Earlier I made the claim that the American political system functions as a religious system. I believe that we can apply some of what we know about religion to what we know about politics, and that this in turn can tell us a bit about sanity. As Unitarian Universalists we know that salvation is not achieved at the level of the individual being promised a better world after this world. Salvation is not a state of inner peace that we attain, but a social reality that we build. It is tempting to think that staying sane in the election season is a matter of avoidance and separation rather than participation and engagement. The stance that says, “Politics is a dirty business that I find distasteful and off-putting so I do not get involved,” is a form of denial. It is a form of willful ignorance.

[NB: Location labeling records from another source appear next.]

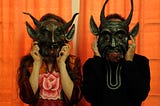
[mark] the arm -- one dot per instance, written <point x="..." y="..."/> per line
<point x="92" y="81"/>
<point x="70" y="72"/>
<point x="25" y="90"/>
<point x="33" y="79"/>
<point x="137" y="73"/>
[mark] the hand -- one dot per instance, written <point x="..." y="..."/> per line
<point x="63" y="54"/>
<point x="35" y="52"/>
<point x="131" y="50"/>
<point x="95" y="48"/>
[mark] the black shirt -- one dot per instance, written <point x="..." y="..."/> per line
<point x="133" y="82"/>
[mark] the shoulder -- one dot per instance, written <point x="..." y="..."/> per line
<point x="73" y="61"/>
<point x="138" y="57"/>
<point x="26" y="61"/>
<point x="94" y="60"/>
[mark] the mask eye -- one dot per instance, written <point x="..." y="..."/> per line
<point x="106" y="33"/>
<point x="121" y="34"/>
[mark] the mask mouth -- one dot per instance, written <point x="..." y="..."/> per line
<point x="113" y="54"/>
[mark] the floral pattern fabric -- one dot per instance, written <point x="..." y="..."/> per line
<point x="50" y="86"/>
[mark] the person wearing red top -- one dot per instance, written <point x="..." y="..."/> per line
<point x="49" y="75"/>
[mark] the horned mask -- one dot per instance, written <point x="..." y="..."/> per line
<point x="113" y="35"/>
<point x="51" y="34"/>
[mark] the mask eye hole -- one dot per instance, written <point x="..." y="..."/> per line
<point x="106" y="33"/>
<point x="120" y="34"/>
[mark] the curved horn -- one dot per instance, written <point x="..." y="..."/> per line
<point x="36" y="22"/>
<point x="102" y="16"/>
<point x="67" y="25"/>
<point x="128" y="20"/>
<point x="32" y="33"/>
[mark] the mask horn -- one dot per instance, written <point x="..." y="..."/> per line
<point x="128" y="20"/>
<point x="70" y="34"/>
<point x="36" y="22"/>
<point x="32" y="33"/>
<point x="67" y="25"/>
<point x="102" y="16"/>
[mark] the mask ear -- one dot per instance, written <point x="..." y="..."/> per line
<point x="93" y="27"/>
<point x="70" y="34"/>
<point x="32" y="33"/>
<point x="135" y="30"/>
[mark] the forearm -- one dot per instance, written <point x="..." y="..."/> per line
<point x="67" y="83"/>
<point x="33" y="79"/>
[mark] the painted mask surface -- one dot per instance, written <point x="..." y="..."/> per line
<point x="51" y="33"/>
<point x="113" y="34"/>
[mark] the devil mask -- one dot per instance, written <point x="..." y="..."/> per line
<point x="113" y="34"/>
<point x="51" y="33"/>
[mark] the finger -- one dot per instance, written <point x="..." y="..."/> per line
<point x="133" y="39"/>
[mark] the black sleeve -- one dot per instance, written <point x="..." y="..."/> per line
<point x="137" y="74"/>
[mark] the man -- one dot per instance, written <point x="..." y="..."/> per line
<point x="115" y="76"/>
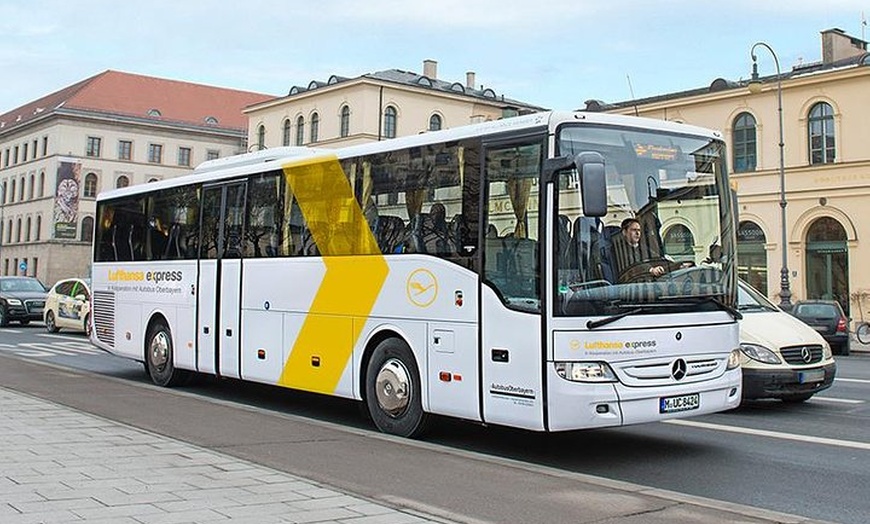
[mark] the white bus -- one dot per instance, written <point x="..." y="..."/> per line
<point x="469" y="272"/>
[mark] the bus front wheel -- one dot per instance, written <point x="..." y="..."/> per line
<point x="159" y="357"/>
<point x="393" y="390"/>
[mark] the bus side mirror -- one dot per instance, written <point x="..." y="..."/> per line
<point x="593" y="183"/>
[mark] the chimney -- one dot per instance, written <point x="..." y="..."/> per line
<point x="837" y="45"/>
<point x="430" y="69"/>
<point x="469" y="80"/>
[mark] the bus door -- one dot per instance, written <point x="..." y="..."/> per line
<point x="220" y="279"/>
<point x="512" y="358"/>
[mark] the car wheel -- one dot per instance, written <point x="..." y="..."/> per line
<point x="50" y="322"/>
<point x="797" y="398"/>
<point x="159" y="357"/>
<point x="393" y="390"/>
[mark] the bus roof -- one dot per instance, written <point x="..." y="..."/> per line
<point x="248" y="163"/>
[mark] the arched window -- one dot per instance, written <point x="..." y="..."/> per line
<point x="344" y="122"/>
<point x="261" y="137"/>
<point x="285" y="138"/>
<point x="821" y="134"/>
<point x="87" y="233"/>
<point x="300" y="131"/>
<point x="744" y="145"/>
<point x="315" y="127"/>
<point x="390" y="117"/>
<point x="90" y="190"/>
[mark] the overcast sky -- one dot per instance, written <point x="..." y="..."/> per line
<point x="551" y="53"/>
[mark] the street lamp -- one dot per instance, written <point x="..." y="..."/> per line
<point x="755" y="87"/>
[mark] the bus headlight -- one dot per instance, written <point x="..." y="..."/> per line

There is corollary to this. Just as we understand that being a Unitarian Universalist means practicing your faith, it does not mean constantly trying to convert your family members, friends, or strangers. The same is true of politics. Not every conversation needs to turn into debate about politics. This can be difficult.
When I say that politics is a religious system, I am making an analogy. It is not a perfect analogy, but it is an understanding that offers plenty of insights. For example, it is very clear to me that religions have the same fights over interpreting the Bible that politicians have over interpreting the Constitution. Both are documents that approved of slavery, by the way. There are battles over whether these documents ought to be read literally, or whether our interpretation ought to evolve over time. Do new occasions teach new duties or is there never anything new under the sun?
At its core, here is what staying sane means to me. It means having a powerful and profound vision of what a good society looks like to you. Paint a picture of that powerful vision in your mind. Imagine it engraved on a plaque in a public place. Maturity and health means staying true to that vision. State the vision positively. Refrain from name-calling because there is a smallness there that is not worthy of you.
Maturity and health means stating and restating your powerful vision in the clearest and most powerful language you have, and working on behalf of it. And the sanest thing you can possibly do is hold onto that vision no matter what. Indeed, it is the only sane thing to do.